Sir: In your profile of Pink Floyd (14 June) you refer to the band as "respectable counter-culturalists". For me that says it all: surely it is axiomatic that no counter-cultural movement should ever be "respectable". What's the point of such an animal?

Although my salad days are a long distant memory, my heart still sinks every time I see reference to "Sir" Paul McCartney, "Sir" Mick Jagger and "Sir" Elton John.

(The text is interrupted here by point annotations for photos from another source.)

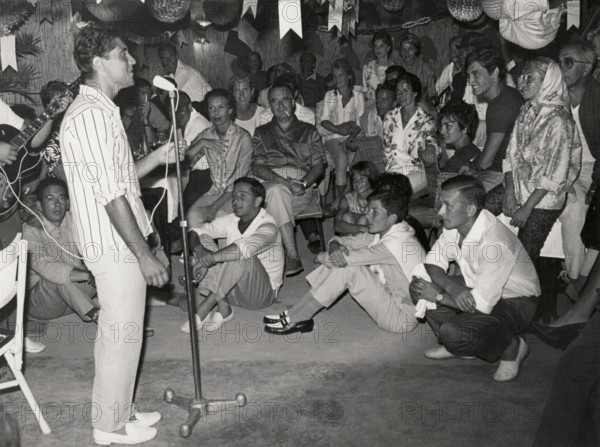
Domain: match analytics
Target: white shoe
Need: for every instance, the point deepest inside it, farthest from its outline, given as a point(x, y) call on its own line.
point(185, 327)
point(33, 347)
point(442, 353)
point(134, 434)
point(217, 321)
point(509, 369)
point(145, 419)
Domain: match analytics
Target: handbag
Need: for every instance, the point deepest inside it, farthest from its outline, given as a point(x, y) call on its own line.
point(590, 233)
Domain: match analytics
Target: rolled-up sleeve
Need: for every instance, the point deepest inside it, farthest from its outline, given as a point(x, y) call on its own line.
point(557, 138)
point(45, 258)
point(259, 156)
point(261, 240)
point(491, 277)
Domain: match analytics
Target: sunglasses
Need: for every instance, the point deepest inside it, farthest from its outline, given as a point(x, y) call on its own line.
point(568, 62)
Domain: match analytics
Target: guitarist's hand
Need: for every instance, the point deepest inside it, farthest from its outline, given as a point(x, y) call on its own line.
point(8, 153)
point(62, 104)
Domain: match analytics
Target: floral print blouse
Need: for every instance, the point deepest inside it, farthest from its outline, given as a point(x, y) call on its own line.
point(403, 144)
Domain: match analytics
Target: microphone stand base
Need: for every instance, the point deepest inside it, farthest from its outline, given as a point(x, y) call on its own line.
point(198, 409)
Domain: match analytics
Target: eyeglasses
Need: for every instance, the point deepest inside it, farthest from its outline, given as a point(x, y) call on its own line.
point(568, 62)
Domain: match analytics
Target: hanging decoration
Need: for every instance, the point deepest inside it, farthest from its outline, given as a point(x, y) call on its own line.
point(465, 10)
point(249, 5)
point(530, 25)
point(222, 12)
point(492, 8)
point(14, 16)
point(290, 17)
point(112, 10)
point(573, 13)
point(169, 11)
point(393, 5)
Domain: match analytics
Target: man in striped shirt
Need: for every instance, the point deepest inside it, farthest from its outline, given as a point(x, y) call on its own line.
point(111, 227)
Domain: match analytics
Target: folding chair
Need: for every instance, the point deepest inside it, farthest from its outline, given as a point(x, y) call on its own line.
point(13, 275)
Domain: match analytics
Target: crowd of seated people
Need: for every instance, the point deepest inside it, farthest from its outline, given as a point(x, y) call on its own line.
point(528, 151)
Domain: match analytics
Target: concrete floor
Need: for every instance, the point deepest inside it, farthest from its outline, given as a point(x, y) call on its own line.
point(345, 337)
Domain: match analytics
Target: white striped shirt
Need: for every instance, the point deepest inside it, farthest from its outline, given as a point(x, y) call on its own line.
point(100, 168)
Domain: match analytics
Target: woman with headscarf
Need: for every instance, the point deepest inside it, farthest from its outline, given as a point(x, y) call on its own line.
point(543, 157)
point(374, 71)
point(409, 134)
point(413, 62)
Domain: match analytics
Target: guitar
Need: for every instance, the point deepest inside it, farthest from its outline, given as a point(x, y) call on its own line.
point(21, 171)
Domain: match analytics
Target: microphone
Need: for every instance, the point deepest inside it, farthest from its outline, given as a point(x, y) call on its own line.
point(163, 84)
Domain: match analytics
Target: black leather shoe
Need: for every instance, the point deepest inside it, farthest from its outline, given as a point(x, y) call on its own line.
point(557, 337)
point(273, 319)
point(283, 329)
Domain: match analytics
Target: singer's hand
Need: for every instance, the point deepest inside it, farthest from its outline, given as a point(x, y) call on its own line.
point(8, 153)
point(170, 150)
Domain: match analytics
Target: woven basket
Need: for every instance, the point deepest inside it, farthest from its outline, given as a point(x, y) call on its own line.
point(222, 12)
point(492, 8)
point(465, 10)
point(169, 11)
point(393, 5)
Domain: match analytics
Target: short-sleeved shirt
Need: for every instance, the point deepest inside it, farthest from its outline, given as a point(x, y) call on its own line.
point(461, 158)
point(99, 168)
point(299, 146)
point(500, 117)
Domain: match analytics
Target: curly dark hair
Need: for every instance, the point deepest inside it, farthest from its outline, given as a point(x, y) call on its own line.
point(92, 41)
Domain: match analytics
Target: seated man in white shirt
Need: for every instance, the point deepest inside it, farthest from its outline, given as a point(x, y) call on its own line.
point(483, 315)
point(248, 272)
point(375, 268)
point(59, 283)
point(188, 78)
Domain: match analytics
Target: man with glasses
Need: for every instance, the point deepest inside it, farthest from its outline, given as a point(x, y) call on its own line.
point(577, 61)
point(289, 157)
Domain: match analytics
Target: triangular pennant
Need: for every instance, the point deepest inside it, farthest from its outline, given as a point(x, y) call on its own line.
point(290, 17)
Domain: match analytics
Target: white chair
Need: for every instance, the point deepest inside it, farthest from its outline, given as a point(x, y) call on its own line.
point(13, 276)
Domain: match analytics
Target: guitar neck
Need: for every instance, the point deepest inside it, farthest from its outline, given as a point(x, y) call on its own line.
point(24, 136)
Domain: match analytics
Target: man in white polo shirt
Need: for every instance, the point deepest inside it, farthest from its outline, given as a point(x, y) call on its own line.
point(248, 271)
point(484, 315)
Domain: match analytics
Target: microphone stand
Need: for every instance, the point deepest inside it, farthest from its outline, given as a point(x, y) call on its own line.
point(197, 406)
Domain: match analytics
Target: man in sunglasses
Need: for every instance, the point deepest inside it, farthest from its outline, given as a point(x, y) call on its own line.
point(577, 61)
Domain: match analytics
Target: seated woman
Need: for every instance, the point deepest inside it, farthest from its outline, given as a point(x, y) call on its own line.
point(228, 150)
point(458, 125)
point(543, 157)
point(409, 135)
point(374, 72)
point(351, 216)
point(247, 112)
point(413, 62)
point(342, 109)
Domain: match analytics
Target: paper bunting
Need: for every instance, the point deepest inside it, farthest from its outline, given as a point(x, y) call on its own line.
point(8, 52)
point(290, 17)
point(246, 33)
point(336, 14)
point(573, 13)
point(249, 5)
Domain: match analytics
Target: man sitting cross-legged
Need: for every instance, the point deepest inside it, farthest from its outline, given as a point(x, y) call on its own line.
point(248, 271)
point(59, 283)
point(375, 268)
point(483, 315)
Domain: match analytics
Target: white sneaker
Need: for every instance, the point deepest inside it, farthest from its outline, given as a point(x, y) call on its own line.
point(441, 353)
point(185, 327)
point(33, 347)
point(145, 419)
point(509, 369)
point(134, 434)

A few weeks ago, I was having a drink in a pub a few doors from the Albert Hall when in walked a large gaggle of Cream fans who had been to one of that band's reunion concerts. To a man they were paunchy, bald, sallow and prosperous and drank nothing but G&Ts, but still seemed to regard themselves as the coolest thing on the block. How depressing.

PATRICK POWELL

ST BREWARD, CORNWALL

English apathy

Sir: As a PR supporter I was naturally interested in your front page report (15 June) showing a correlation between voter turnout and voting systems. However, on looking at the chart I realised that there was another relationship. All the countries on the low turnout end of the chart, including Ireland which has PR, are Anglophone - the others aren't. So we have a solution to the voter turnout problem.

DENIS MCALLISTER

LYMM, CHESHIRE

German humour

Sir: Miles Kington (16 June) says that the film Dinner for One has never been shown on British television. This may be so, but the satellite television receiver I purchased in the Nineties received 10 or 15 German stations. Sure enough, each New Year's Eve every station showed the film. This film, almost 20 minutes long, is nearly all in English. At the start a man comes on and introduces the sketch and explains all the jokes in German. The rest of the film is in English, including all the lines repeated by Mr Kington.

PAUL DORMER

GUILDFORD, SURREY

Cheaper houses

Sir: As a prospective first-time buyer I agree that things are looking brighter, but not for the reasons outlined in your article "Things look brighter for first-timers" (15 June). Where we are looking (Gloucestershire), houses have recently dropped in price by £10-20,000 and are still not selling. We don't need schemes to own half a house at an extortionate price, or to be offered mortgages that are dangerously more than our earnings; we need property prices to become affordable. And it looks like it is happening - the country should celebrate house prices returning to normality.

PAUL PILKINGTON

BRADLEY STOKE, GLOUCESTERSHIRE

Armani man goes north

Sir: I'm afraid Armani man has moved even further north. I encountered him on the M6 at Knutsford services. He asked me directions, and I was so delighted to have a chance to use my Italian that we chatted for a while. As a result, his heart wasn't really in it when he tried to sell me several black leather jackets. I bade the unhappy man farewell.

ROWLAND JONES

CHEADLE, GREATER MANCHESTER

Hope for us all

Sir: Johann Hari reports (Opinion, 15 June) that a generation of Tanzanian children has been given the power of literacy through the provision of primary education. If they can do it then so can we.